On appréciera tout particulièrement la place importante – trois chapitres – consacrée à l’histoire immédiate, soit les adaptations vécues par l’armée à la suite la chute du mur de Berlin. Ce changement de paradigme suscita en effet de très vifs et récurrents débats politiques et ceux-ci sont présentés avec les résultats des diverses votations populaires qui en ont résulté.

 

Enfin, dans sa conclusion, Pierre Streit interroge le concept d’une « culture militaire suisse » et rappelle les questions levées par l’adaptation d’un système de milice face à la RMA (Révolution dans les Affaires Militaires) de la fin des années 90 ou encore la guerre cybernétique et ce dans un contexte de disette budgétaire structurelle. Il propose aussi des orientations bibliographiques et dresse un état des lieux de l’historiographie militaire suisse, soulignant qu’une véritable histoire politique de l’armée manque.

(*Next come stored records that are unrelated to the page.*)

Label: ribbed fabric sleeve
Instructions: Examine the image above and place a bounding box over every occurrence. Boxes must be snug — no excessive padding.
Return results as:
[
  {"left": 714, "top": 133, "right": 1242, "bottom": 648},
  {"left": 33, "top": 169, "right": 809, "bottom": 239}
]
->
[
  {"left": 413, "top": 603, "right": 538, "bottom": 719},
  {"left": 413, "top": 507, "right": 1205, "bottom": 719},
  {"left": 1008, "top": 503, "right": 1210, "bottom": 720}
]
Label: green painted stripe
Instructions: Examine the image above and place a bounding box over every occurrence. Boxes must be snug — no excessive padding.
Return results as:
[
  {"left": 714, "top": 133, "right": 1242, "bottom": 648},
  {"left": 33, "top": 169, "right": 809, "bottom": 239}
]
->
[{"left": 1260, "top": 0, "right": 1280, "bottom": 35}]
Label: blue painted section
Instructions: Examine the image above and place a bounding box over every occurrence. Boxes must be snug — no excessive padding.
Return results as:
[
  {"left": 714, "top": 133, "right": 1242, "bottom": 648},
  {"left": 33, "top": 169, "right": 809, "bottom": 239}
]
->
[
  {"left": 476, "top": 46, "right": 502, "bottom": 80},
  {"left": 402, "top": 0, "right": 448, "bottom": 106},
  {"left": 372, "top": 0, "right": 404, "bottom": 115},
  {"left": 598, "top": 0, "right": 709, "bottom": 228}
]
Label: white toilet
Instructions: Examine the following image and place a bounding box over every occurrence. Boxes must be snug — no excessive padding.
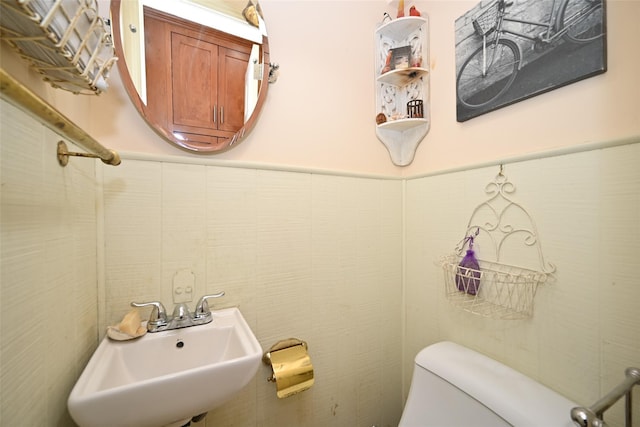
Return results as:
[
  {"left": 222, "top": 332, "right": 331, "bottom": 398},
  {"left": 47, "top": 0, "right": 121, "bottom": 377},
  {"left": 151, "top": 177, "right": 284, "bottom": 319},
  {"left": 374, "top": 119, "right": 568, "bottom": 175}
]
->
[{"left": 399, "top": 341, "right": 578, "bottom": 427}]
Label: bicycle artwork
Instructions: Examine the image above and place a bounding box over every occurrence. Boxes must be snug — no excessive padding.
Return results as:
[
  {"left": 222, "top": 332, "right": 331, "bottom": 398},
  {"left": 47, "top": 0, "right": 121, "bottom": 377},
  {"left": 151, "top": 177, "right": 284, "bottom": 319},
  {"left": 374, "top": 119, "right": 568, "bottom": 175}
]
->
[{"left": 455, "top": 0, "right": 606, "bottom": 122}]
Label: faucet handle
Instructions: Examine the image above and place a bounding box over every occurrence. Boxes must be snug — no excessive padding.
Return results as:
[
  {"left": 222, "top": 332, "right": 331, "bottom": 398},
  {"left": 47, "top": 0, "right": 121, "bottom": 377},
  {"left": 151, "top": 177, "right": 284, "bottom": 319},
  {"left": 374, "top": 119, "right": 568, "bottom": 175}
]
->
[
  {"left": 131, "top": 301, "right": 168, "bottom": 326},
  {"left": 194, "top": 292, "right": 225, "bottom": 319}
]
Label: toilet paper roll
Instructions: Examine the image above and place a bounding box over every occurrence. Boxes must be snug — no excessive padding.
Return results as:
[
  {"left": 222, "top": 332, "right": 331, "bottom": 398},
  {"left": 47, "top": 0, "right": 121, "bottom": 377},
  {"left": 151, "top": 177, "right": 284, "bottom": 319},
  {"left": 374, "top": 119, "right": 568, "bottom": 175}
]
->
[{"left": 269, "top": 343, "right": 314, "bottom": 398}]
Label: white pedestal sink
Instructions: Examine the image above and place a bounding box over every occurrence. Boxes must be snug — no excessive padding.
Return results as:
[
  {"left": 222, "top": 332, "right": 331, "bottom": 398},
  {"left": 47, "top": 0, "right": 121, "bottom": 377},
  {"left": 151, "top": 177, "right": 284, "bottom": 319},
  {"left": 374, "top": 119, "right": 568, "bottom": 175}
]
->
[{"left": 68, "top": 307, "right": 261, "bottom": 427}]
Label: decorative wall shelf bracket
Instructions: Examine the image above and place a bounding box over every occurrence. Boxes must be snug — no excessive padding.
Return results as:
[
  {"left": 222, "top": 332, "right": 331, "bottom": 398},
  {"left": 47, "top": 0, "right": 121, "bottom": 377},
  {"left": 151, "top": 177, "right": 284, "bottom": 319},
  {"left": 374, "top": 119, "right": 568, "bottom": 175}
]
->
[
  {"left": 376, "top": 121, "right": 428, "bottom": 166},
  {"left": 440, "top": 170, "right": 555, "bottom": 319}
]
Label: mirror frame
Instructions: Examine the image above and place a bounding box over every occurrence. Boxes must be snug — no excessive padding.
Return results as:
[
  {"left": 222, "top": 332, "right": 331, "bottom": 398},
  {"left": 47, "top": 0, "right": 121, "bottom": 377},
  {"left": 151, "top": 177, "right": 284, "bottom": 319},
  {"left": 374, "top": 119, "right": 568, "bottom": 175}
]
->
[{"left": 110, "top": 0, "right": 270, "bottom": 153}]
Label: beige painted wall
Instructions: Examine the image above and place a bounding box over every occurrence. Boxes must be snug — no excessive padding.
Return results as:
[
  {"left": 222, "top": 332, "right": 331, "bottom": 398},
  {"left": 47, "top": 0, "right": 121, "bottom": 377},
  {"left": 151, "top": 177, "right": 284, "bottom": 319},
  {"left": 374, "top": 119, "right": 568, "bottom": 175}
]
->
[
  {"left": 3, "top": 1, "right": 638, "bottom": 176},
  {"left": 90, "top": 1, "right": 397, "bottom": 176},
  {"left": 413, "top": 0, "right": 640, "bottom": 176},
  {"left": 87, "top": 0, "right": 640, "bottom": 177}
]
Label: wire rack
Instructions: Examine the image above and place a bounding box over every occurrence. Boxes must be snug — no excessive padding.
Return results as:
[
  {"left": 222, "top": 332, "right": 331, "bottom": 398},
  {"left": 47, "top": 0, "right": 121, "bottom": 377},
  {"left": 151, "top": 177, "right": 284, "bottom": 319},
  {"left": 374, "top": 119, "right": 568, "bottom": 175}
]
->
[
  {"left": 441, "top": 254, "right": 551, "bottom": 319},
  {"left": 441, "top": 171, "right": 555, "bottom": 319},
  {"left": 0, "top": 0, "right": 117, "bottom": 95}
]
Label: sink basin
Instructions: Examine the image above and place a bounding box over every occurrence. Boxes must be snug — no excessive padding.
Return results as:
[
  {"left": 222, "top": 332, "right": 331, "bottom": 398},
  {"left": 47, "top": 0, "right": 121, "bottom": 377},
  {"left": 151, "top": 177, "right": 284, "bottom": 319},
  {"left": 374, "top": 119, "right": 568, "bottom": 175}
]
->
[{"left": 68, "top": 307, "right": 261, "bottom": 427}]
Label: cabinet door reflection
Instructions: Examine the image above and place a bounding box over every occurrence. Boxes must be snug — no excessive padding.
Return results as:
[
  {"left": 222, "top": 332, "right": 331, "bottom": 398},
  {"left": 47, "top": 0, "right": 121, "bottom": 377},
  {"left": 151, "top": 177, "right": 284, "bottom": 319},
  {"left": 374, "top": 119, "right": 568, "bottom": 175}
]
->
[{"left": 111, "top": 0, "right": 269, "bottom": 152}]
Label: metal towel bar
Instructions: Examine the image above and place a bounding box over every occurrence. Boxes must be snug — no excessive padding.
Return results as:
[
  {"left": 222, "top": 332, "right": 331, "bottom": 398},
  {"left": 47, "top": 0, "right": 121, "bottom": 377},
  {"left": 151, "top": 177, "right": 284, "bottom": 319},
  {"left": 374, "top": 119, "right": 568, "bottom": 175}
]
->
[
  {"left": 571, "top": 367, "right": 640, "bottom": 427},
  {"left": 0, "top": 68, "right": 120, "bottom": 166}
]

Au regard des évolutions dans la pratique historienne mentionnés dans son introduction, l’auteur plaide pour l’existence de ce qui pourrait être une Nouvelle histoire des Suisse et de leurs armées.

 

In fine, nous ne pouvons que conseiller fortement la lecture de l’ouvrage, et ce à plusieurs titres. En premier lieu, il constitue un excellent moyen de s’initier à l’histoire suisse sous l’angle de sa composante militaire. Dans un second temps, il place dans une perspective globale, et souvent nouvelle, des événements connus tout comme d’autres qui le sont beaucoup moins et enfin, le style d’écriture de l’auteur, très claire, rend la lecture du tout facile – ce qui relève souvent de l’exploit tant l’histoire des structures politiques – et partant – militaires, suisses ont longtemps été complexes.

 

Enfin, soulignons que les débats politiques nationaux ayant trait à la chose militaire étant somme toute fréquents, et que chaque citoyen étant appelé régulièrement à se prononcer sur le sujet, l’existence d’un tel ouvrage, à la fois pointu et facile d’accès, est précieuse. En effet, il permet à tous de se forger un avis sur une thématique actuelle tout en bénéficiant d’un éclairage historique sur le temps long  alors que dans le même temps, tout débat prospectif ne pout que bénéficier d’un éclairage fourni par l’histoire.